As a medicine woman, Grandma took care of the sick and down trodden,
delivered babies, and helped her neighbors. Granddaddy told me stories, one
I hide in my heart to be cherished, and never to be forgotten. When they
first got married it was a poor couple they were, Grandma pulled the plow in
the fields. Birthing 16 children and was back to chores the next day. She
used to wear, a big white bonnet and an apron, when going out into public
view. It kept the sun off of her face. She was a very handsome woman closely
observing my photograph's, the high cheek bones, good for her glasses, kept
them up on her rosy cheeks, and all smeary on the lens. Granddaddy was a tall
man ,red haired, a farmer, he loved the earth and respected its ability to give
back. His weather worn face scorched in the heat and sun. His hands were rough
but he laughed a lot and because I was also red headed, he enjoyed my
company. All the other children had dark features, from their American Indian
heritage, I enjoyed rode aloft on his shoulder's into the fields of corn. My hand
smacking
against the stalks, I whence, as I remember the sting from those leaves .As I
lay between them, on a cold wintry evening, grandpa ,his raspy voice says
"Woman, do you see the haint?" A Lady in White hovering at the end of the bed
floating in space, the words are spoken in a whisper almost "John prepare
yourself , your time is near." The next morning, neither of them want to
admit, but in a quiet tone, John admits "It was my momma Ruthey " Two weeks
later Gramps died of a heart attack, and they laid him out in the living
room. Grandma washed him, ever so tender, talking in a hush tone, stopping from
time to time to wipe her tears. "Paw you have gone and done it now, what will
I do?" The day they buried him it rained, I was only 3 ½ years of age but it
is vivid in my mind. The coffin lowered into that red clay, the hole was very
deep, rain falling like whispers, against a cloudy skyline. In my tiny hands
I held that dirt and cried as I tossed those small particles down into that big
space
My father had very little schooling, when you are dirt poor ,the chores
on the farm take priority over all else. As he grew into a man he grew
fastidious with the dull humdrum of the farmland got a hankering to move on
. The big city of Chattanooga, his brother Conley lived and worked
there, and he had recently married a showgirl, Ruby Boss. He looked for a job
and found one, with the American manufacturing Company, building furniture. He
enlisted into the service of the United States Army, in 1941, and decided to
become a Paratrooper. He was a member of the 508th PIR.
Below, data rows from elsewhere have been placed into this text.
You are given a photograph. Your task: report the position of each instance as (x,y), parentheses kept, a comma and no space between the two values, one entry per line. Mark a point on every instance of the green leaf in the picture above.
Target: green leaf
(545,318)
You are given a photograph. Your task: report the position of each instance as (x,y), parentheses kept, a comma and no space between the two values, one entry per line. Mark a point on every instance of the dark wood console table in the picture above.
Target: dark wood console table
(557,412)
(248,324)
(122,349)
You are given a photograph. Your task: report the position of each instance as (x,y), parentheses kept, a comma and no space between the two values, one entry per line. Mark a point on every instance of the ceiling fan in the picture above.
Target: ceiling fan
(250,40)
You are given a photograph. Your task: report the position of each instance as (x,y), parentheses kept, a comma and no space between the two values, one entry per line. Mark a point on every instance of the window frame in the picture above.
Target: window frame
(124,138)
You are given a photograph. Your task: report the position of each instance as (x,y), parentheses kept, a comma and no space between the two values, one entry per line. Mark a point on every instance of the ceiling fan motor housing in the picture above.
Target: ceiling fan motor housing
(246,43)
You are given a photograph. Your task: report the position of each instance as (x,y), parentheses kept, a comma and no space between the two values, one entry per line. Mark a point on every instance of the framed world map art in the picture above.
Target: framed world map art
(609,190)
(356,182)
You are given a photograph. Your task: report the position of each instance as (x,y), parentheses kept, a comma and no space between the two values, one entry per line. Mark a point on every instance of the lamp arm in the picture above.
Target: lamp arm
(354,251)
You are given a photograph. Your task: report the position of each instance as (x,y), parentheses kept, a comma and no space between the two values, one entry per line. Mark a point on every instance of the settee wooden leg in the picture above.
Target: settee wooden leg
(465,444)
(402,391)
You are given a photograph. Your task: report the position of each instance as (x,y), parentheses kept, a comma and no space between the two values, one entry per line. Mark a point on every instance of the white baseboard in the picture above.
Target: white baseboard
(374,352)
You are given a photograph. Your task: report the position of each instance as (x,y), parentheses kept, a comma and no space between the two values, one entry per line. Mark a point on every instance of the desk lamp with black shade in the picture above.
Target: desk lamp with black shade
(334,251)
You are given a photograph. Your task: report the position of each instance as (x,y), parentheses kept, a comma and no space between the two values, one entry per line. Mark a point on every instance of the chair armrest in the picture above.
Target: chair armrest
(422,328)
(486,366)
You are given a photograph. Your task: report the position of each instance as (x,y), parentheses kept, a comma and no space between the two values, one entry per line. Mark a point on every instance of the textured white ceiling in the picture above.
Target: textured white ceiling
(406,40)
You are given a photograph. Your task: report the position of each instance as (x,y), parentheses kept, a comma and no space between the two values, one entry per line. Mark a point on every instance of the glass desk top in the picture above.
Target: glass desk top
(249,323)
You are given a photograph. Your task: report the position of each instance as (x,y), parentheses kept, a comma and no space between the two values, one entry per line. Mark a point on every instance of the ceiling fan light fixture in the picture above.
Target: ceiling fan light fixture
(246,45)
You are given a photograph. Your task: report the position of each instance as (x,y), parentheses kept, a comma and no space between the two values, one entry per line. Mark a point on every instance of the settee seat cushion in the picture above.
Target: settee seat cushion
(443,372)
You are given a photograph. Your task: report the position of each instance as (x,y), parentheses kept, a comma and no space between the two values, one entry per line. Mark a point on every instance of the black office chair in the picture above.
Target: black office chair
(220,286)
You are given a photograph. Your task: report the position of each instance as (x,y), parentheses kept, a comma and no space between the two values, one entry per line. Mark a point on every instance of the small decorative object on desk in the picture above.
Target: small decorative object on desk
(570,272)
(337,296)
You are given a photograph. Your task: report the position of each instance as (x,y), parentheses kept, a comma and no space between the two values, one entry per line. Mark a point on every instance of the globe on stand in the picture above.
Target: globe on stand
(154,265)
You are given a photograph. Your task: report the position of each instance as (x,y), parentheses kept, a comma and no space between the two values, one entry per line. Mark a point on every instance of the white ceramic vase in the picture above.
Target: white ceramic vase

Dad was in the Campaign of North Africa and the European Theaters,
Italy, France and Belgian. He was a hell of a Soldier. North Africa and its
first overseas port of call, Casablanca.. Upon arrival, the troopers marched 8
miles south of the city where they established a cantonment area consisting
of a few stone huts and a tent city. Soon the regiment was moved "40 and 8's"
northward to Oujda, Algeria.The "40 by 8's" were railroad cars dating from
the First World Wars called because they were designed to carry 40 men or 8
horses.
Training included many jumps ,and one conducted in winds of up to 30
miles-per-hour put nearly 30% of the unit in the hospital with broken bones
,sprains ,and bruises .Finally the order came and the Regiment moved by
trucks to Kairouan ,Tunisia , which was the 82nd Airborne Divisions's point
of departure for the invasion of Sicily . When they were making jumps ,his
order's, to blow up an ammo dump. His mission was a success , but he received
2nd degree burns to his hands . His stay was short, at the hospital, for
when he found out his Unit was about to go into Sicily for that Campaign
.He went AWOL from the hospital and rejoined his unit. He saved his comrades
in arms that day ,out of his company only 3 men returned alive . There are
only two roads that lead onto the Peninsula and it was a very mountainous
region. So the Gerry's had a trap set snipers , heavy artillery . The German
Field Marshall was named Kesslinger, and he was a brilliant strategist , so
Italy was considered one of the hardest fought Battle Campaigns.